🤖 AI Summary
This work addresses the failure of industrial robots in long-horizon, multi-task scenarios with dynamic object distributions, where reactive control strategies are prone to error accumulation. The authors propose a planning-and-execution framework grounded in a vision-based latent world model that generates and evaluates multiple future trajectories to select and execute the optimal action sequence, thereby achieving robust manipulation. This approach marks the first successful deployment of a vision-based latent world model in real-world, complex industrial settings, overcoming fundamental limitations of conventional reactive policies. Integrated with a vision-language-action model and a trajectory generation and scoring mechanism, the method consistently outperforms state-of-the-art approaches across four progressively complex tasks on both single- and dual-arm platforms, demonstrating exceptional reliability particularly in highly cluttered, frequently occluded, and contact-intensive environments.
📝 Abstract
Industrial robotic manipulation demands reliable long-horizon execution across embodiments, tasks, and changing object distributions. While Vision-Language-Action models have demonstrated strong generalization, they remain fundamentally reactive. By optimizing the next action given the current observation without evaluating potential futures, they are brittle to the compounding failure modes of long-horizon tasks.
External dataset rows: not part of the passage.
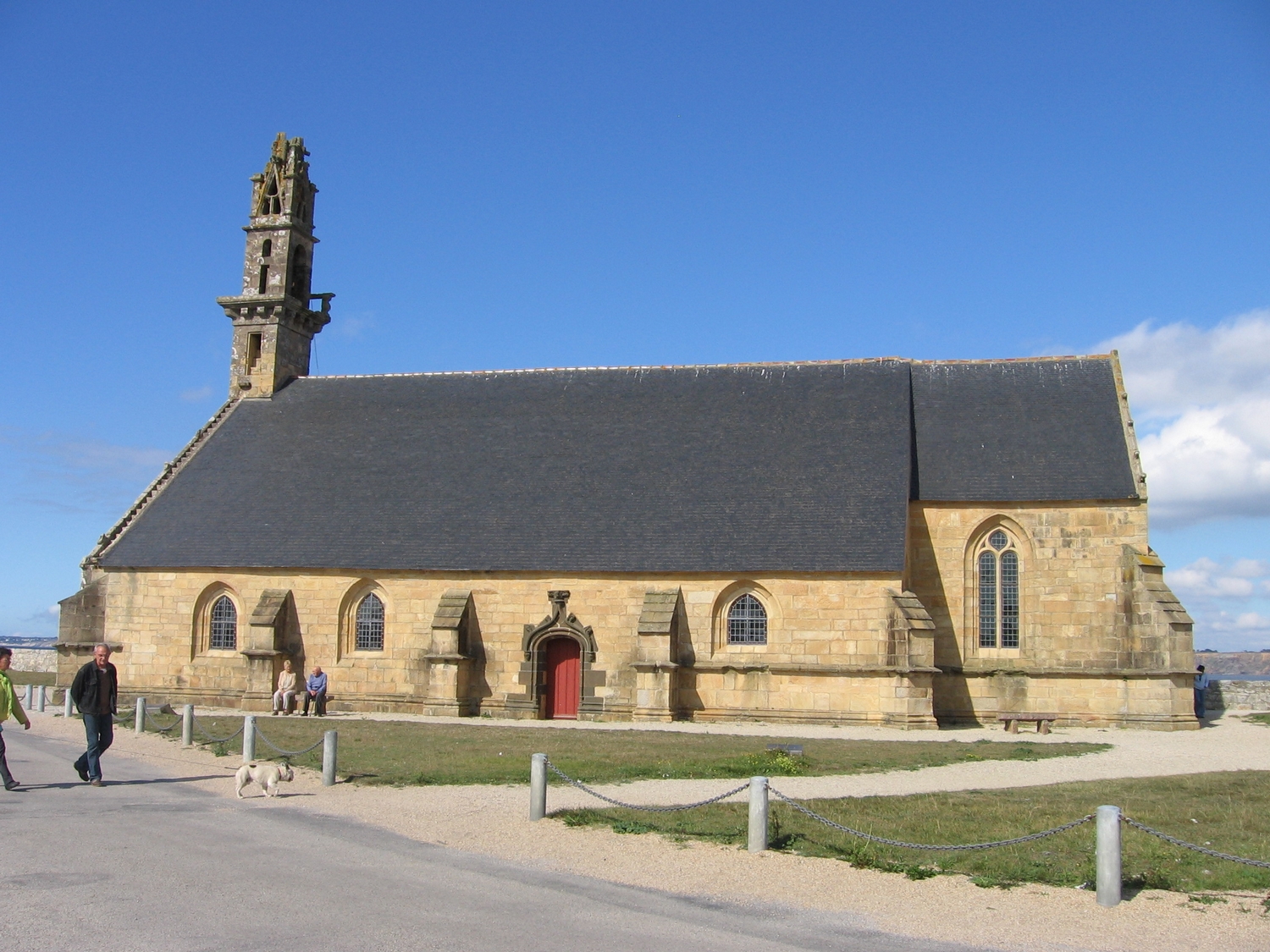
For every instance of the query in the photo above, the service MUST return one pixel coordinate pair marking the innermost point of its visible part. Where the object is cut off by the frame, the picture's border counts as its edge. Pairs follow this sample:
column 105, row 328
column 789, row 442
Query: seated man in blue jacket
column 315, row 692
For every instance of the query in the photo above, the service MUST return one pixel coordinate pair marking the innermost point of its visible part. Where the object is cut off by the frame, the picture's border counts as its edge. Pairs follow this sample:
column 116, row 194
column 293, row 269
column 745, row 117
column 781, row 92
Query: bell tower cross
column 273, row 325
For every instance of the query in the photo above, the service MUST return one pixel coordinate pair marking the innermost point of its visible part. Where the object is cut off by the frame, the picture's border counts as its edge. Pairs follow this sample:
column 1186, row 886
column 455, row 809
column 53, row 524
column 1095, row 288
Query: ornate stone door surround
column 533, row 674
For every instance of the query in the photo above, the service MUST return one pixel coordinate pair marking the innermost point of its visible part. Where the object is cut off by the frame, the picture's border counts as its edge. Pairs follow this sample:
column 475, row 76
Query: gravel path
column 492, row 822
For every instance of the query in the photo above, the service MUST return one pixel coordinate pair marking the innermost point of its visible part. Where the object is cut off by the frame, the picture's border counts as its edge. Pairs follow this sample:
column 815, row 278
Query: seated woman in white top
column 286, row 692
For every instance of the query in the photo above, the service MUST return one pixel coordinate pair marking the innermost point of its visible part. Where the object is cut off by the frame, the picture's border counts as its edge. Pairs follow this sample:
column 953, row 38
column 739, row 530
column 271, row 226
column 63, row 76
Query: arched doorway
column 561, row 665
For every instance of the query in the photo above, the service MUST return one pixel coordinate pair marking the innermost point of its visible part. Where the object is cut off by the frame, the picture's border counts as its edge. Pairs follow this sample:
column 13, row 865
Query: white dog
column 267, row 776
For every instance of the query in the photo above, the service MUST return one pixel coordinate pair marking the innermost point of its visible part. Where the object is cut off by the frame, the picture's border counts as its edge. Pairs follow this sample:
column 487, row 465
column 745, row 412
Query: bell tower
column 273, row 325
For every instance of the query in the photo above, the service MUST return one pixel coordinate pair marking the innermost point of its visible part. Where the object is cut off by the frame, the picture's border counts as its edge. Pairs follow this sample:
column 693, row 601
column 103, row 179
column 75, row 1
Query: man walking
column 9, row 703
column 96, row 692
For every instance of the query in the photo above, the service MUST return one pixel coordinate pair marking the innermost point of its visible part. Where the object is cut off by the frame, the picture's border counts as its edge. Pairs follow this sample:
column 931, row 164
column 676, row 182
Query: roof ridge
column 705, row 366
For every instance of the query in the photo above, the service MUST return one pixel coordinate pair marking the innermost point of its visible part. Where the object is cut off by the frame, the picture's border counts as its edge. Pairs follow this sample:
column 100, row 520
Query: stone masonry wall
column 1076, row 609
column 820, row 632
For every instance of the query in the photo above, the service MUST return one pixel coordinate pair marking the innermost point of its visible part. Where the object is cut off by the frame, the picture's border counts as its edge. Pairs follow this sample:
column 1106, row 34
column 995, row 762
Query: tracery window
column 747, row 622
column 223, row 631
column 370, row 625
column 998, row 592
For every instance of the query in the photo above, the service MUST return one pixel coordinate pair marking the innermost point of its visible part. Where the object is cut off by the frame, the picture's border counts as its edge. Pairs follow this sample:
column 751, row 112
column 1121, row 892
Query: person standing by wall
column 9, row 705
column 1201, row 691
column 96, row 692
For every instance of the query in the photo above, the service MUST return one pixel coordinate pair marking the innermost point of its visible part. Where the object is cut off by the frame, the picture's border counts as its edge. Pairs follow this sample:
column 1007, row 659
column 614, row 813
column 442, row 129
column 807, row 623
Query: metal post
column 249, row 739
column 757, row 814
column 328, row 758
column 538, row 786
column 1107, row 856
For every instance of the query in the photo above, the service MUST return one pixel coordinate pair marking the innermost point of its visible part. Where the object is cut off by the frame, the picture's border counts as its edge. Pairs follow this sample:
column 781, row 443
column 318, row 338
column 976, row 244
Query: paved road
column 152, row 863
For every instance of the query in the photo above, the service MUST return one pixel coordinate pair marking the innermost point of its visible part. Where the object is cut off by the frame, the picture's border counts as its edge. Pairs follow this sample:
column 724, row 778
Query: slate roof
column 1020, row 431
column 732, row 469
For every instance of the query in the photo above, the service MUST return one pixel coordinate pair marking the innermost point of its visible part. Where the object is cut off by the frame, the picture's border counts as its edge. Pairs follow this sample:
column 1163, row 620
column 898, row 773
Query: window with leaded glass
column 998, row 592
column 747, row 622
column 224, row 625
column 370, row 625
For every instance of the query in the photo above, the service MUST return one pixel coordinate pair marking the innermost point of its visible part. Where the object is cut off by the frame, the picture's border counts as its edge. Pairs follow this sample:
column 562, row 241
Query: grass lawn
column 1227, row 812
column 411, row 753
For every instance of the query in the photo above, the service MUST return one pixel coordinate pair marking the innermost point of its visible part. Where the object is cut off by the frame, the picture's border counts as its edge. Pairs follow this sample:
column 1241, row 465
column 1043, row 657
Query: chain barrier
column 164, row 730
column 957, row 847
column 1183, row 843
column 583, row 787
column 287, row 753
column 216, row 740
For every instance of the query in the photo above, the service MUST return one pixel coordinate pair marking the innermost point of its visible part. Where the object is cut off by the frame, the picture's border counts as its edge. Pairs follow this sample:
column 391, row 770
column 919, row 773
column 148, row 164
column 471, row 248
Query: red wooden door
column 564, row 678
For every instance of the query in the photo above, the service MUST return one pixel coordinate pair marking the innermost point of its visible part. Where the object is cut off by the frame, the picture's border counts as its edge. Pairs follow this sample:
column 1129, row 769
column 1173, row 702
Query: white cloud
column 1245, row 578
column 76, row 475
column 1203, row 403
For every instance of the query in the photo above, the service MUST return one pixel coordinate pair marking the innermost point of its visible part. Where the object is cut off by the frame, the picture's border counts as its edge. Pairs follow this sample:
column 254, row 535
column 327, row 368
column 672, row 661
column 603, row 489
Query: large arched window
column 223, row 631
column 747, row 622
column 998, row 592
column 370, row 625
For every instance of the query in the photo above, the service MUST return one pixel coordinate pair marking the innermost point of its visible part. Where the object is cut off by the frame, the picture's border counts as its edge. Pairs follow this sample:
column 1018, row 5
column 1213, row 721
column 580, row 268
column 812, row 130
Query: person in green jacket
column 9, row 705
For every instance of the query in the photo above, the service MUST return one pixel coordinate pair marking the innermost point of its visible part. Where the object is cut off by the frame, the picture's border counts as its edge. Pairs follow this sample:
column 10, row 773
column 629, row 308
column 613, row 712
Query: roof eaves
column 93, row 559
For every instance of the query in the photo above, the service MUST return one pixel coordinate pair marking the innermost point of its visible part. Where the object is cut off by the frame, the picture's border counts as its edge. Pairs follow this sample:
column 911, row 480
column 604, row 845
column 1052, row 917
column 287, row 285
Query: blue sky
column 560, row 184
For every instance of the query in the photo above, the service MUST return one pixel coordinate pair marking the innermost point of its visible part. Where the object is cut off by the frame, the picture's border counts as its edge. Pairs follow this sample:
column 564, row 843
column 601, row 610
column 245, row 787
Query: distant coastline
column 25, row 641
column 1229, row 664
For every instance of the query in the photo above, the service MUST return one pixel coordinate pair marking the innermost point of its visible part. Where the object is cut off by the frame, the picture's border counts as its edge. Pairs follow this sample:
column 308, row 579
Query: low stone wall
column 35, row 659
column 1239, row 696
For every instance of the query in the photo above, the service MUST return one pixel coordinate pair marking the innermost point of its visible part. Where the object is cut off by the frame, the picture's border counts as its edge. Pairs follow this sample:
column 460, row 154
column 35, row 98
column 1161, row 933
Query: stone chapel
column 881, row 541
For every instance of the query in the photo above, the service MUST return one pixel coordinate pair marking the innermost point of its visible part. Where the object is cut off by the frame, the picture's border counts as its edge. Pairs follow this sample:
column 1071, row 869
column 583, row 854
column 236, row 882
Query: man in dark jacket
column 96, row 692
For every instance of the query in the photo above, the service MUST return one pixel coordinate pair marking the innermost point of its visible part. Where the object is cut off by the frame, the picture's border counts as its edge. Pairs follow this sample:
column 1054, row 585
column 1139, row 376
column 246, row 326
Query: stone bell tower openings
column 273, row 325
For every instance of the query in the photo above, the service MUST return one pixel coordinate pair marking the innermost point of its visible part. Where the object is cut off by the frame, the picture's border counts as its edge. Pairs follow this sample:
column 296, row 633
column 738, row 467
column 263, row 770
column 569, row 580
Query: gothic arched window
column 998, row 592
column 747, row 622
column 370, row 625
column 223, row 631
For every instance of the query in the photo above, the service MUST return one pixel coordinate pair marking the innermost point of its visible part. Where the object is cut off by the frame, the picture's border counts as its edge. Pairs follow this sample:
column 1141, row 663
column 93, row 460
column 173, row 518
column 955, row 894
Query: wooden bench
column 1041, row 721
Cortex 2.0 shifts from reactive control to plan-and-act by generating candidate future trajectories in visual latent space, scoring them for expected success and efficiency, then committing only to the highest-scoring candidate. We evaluate Cortex 2.0 on a single-arm and dual-arm manipulation platform across four tasks of increasing complexity: pick and place, item and trash sorting, screw sorting, and shoebox unpacking. Cortex 2.0 consistently outperforms state-of-the-art Vision-Language-Action baselines, achieving the best results across all tasks. The system remains reliable in unstructured environments characterized by heavy clutter, frequent occlusions, and contact-rich manipulation, where reactive policies fail. These results demonstrate that world-model-based planning can operate reliably in complex industrial environments.